Une affaire dans l’affaire

Le dossier est tellement brûlant que des têtes ont commencé à tomber. Mais pas toutes. « Les vrais auteurs sont, jusque-là, épargnés », confie une source. L’affaire est grave. L’aéronef MD 87 s/n 49834, immatriculé I-AFRA aurait été soumis à expertise au Centre de contrôle des véhicules automobiles (CCVA) de Bobo Dioulasso. En tout cas, la facture établie le 15 octobre 2007, d’une valeur de 3 800 000 FCFA, et signée par le chef d’antenne du CCVA Bobo, Philippe Sawadogo, porte le logo de ce Centre. Avec aussi la mention « Cabinet d’expertise ». Le problème, c’est que, selon nos sources, « le CCVA ne fait pas d’expertise sur les avions mais plutôt sur les véhicules automobiles ».

Jusque-là, dit-on, Air Burkina sollicitait ce service en France. Mais on ne sait pas par quelle acrobatie, l’aéronef a atterri à Bobo pour expertise. Le certificat de conformité, selon la facture établie par le chef d’antenne, a coûté 82 000 FCFA TTC, l’expertise elle-même, 3 481 800 FCFA, le déplacement 200 600 FCFA et les photos, 35 000 FCFA. Total TTC, 3 800 000 FCFA. Cette somme était initialement destinée au CCVA. Mais le chèque BICIA-B N°B4031375, concernant le travail effectué, a été libellé au nom de Sawadogo Philippe, comme si le CCVA n’avait pas de compte bancaire.
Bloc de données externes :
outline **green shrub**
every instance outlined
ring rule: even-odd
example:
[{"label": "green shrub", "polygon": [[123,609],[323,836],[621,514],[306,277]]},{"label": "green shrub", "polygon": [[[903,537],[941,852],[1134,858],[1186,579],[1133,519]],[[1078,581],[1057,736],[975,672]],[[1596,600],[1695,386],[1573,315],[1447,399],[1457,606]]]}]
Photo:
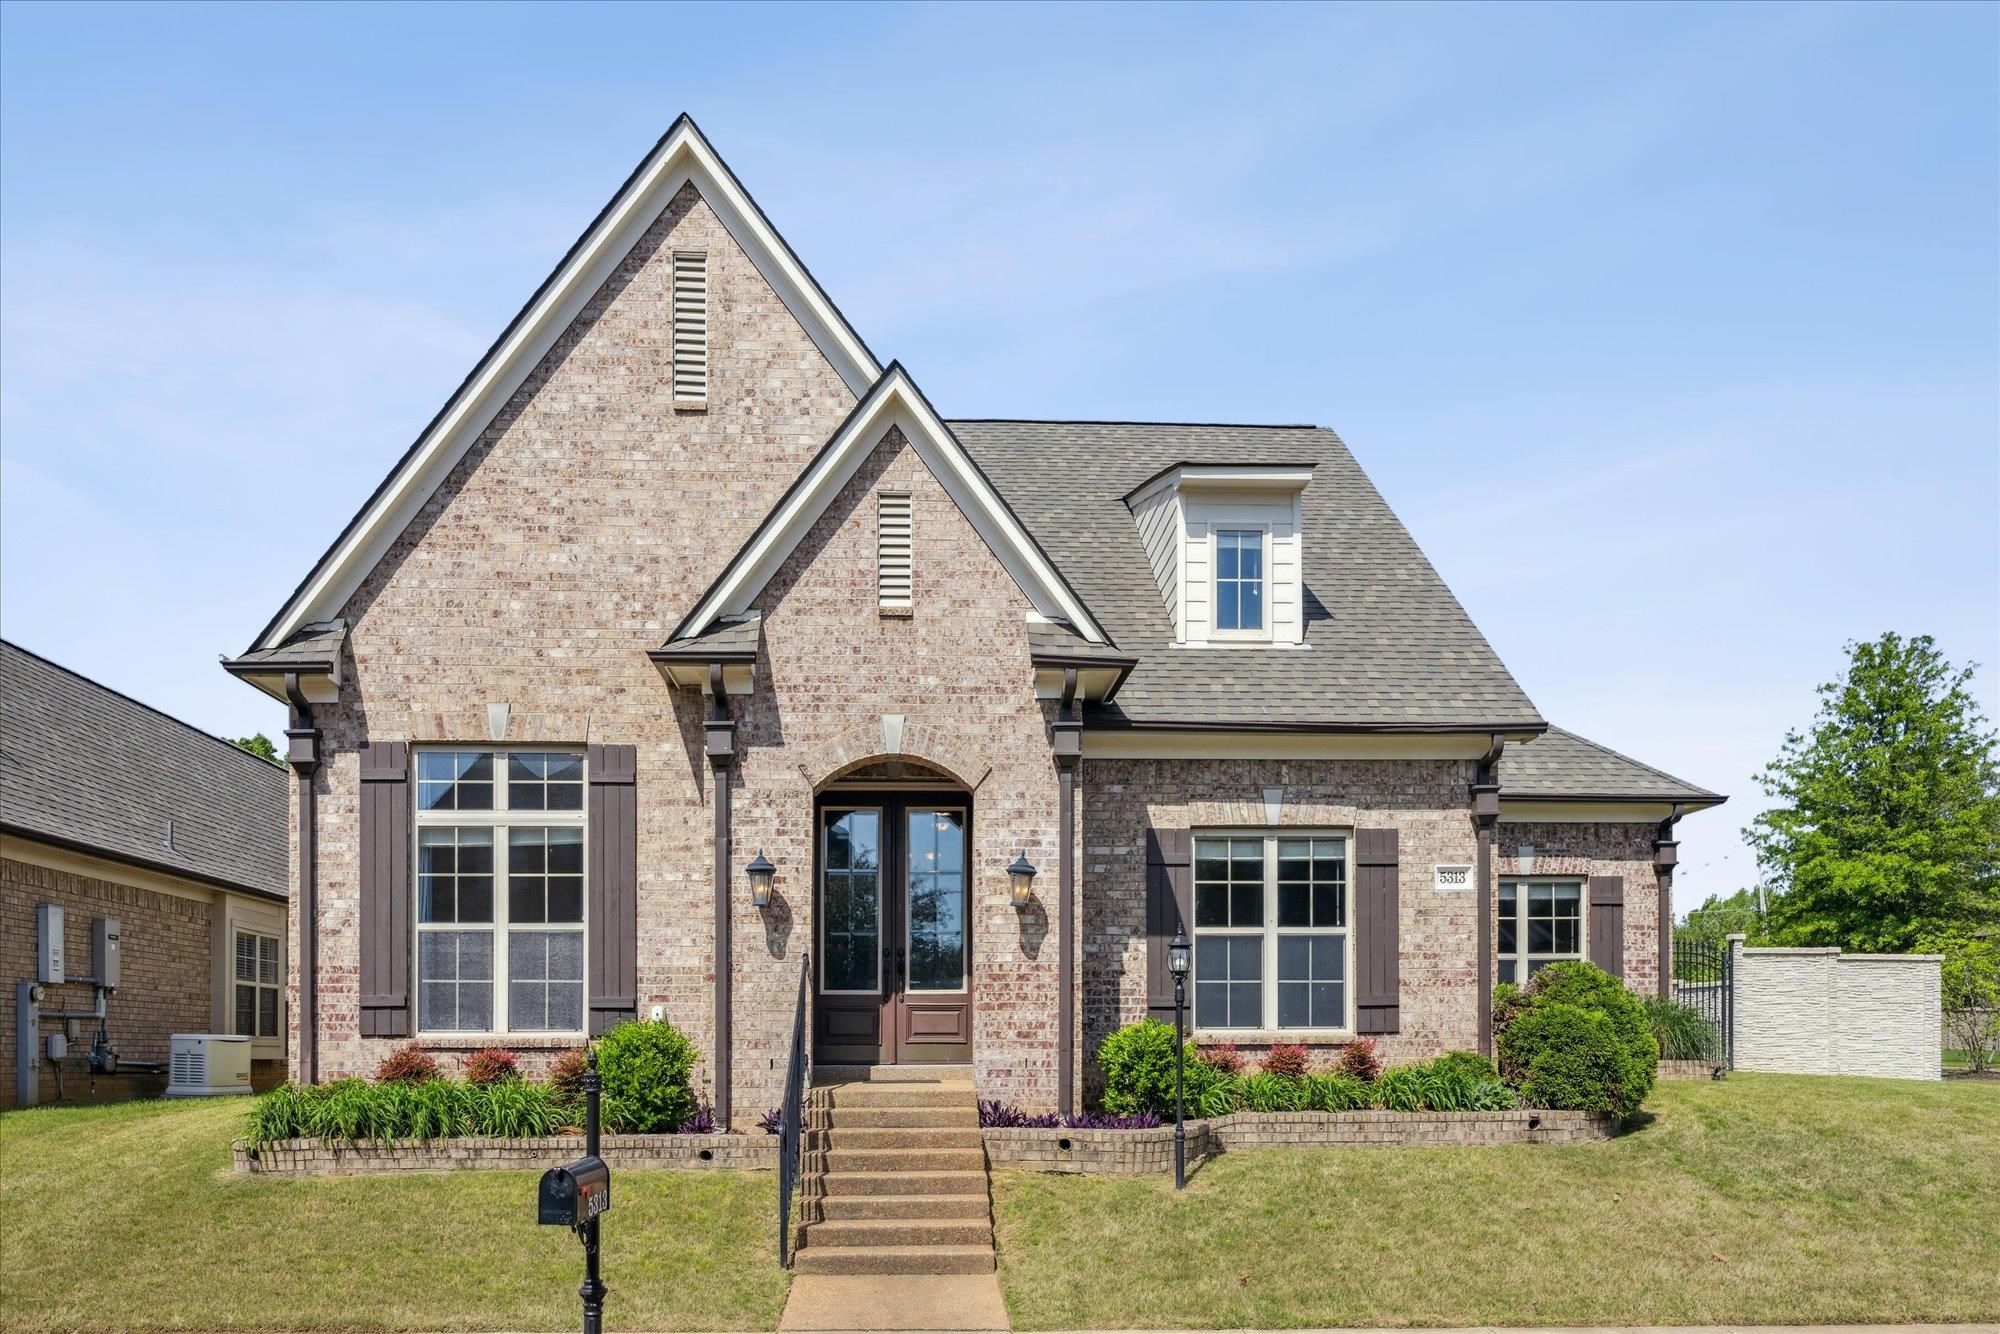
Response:
[{"label": "green shrub", "polygon": [[1315,1112],[1353,1112],[1368,1105],[1368,1086],[1353,1075],[1307,1075],[1306,1106]]},{"label": "green shrub", "polygon": [[1514,1090],[1499,1079],[1482,1079],[1472,1086],[1472,1101],[1467,1105],[1469,1112],[1506,1112],[1520,1105],[1521,1100]]},{"label": "green shrub", "polygon": [[1364,1084],[1372,1084],[1382,1073],[1382,1058],[1375,1053],[1374,1038],[1356,1038],[1340,1049],[1336,1062],[1340,1073]]},{"label": "green shrub", "polygon": [[421,1084],[438,1077],[437,1057],[414,1042],[405,1042],[382,1058],[375,1067],[378,1084]]},{"label": "green shrub", "polygon": [[521,1063],[505,1047],[481,1047],[465,1058],[465,1078],[472,1084],[498,1084],[521,1077]]},{"label": "green shrub", "polygon": [[572,1047],[549,1065],[549,1086],[565,1098],[583,1097],[583,1076],[590,1069],[590,1053]]},{"label": "green shrub", "polygon": [[[1652,1092],[1659,1043],[1624,984],[1580,960],[1550,964],[1504,989],[1500,1074],[1533,1107],[1630,1116]],[[1494,995],[1496,1017],[1501,991]]]},{"label": "green shrub", "polygon": [[1663,1061],[1714,1060],[1722,1043],[1715,1025],[1700,1010],[1663,996],[1648,996],[1639,1002],[1646,1012],[1646,1028],[1660,1044]]},{"label": "green shrub", "polygon": [[604,1119],[634,1135],[669,1135],[694,1115],[688,1089],[695,1049],[665,1020],[619,1024],[597,1040]]},{"label": "green shrub", "polygon": [[1259,1070],[1243,1081],[1243,1107],[1251,1112],[1303,1112],[1306,1082],[1296,1075]]},{"label": "green shrub", "polygon": [[[1192,1042],[1185,1060],[1191,1071],[1202,1064]],[[1113,1116],[1134,1112],[1174,1114],[1174,1030],[1158,1019],[1127,1024],[1105,1036],[1097,1048],[1104,1072],[1104,1110]],[[1183,1075],[1183,1082],[1190,1078]]]},{"label": "green shrub", "polygon": [[450,1139],[472,1133],[474,1094],[470,1084],[430,1079],[409,1086],[403,1134],[410,1139]]}]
Difficile de dire à l’heure actuelle où est passé l’argent.

Mais ce n’est pas tout : Philippe Sawadogo a aussi demandé des honoraires de 7 000 000 de FCFA à Air Burkina. Le pot aux roses a été découvert et certains agents ont été envoyés récemment en prison. Mais pour le moment, « des têtes couronnées continuent de circuler impunément. Philippe Sawadogo n’a pas été touché. Il serait bien aussi que le DG, Mohamed Ghelala, s’explique ; c’est lui qui signe les chèques », suggère un employé de la compagnie. Affaire à suivre.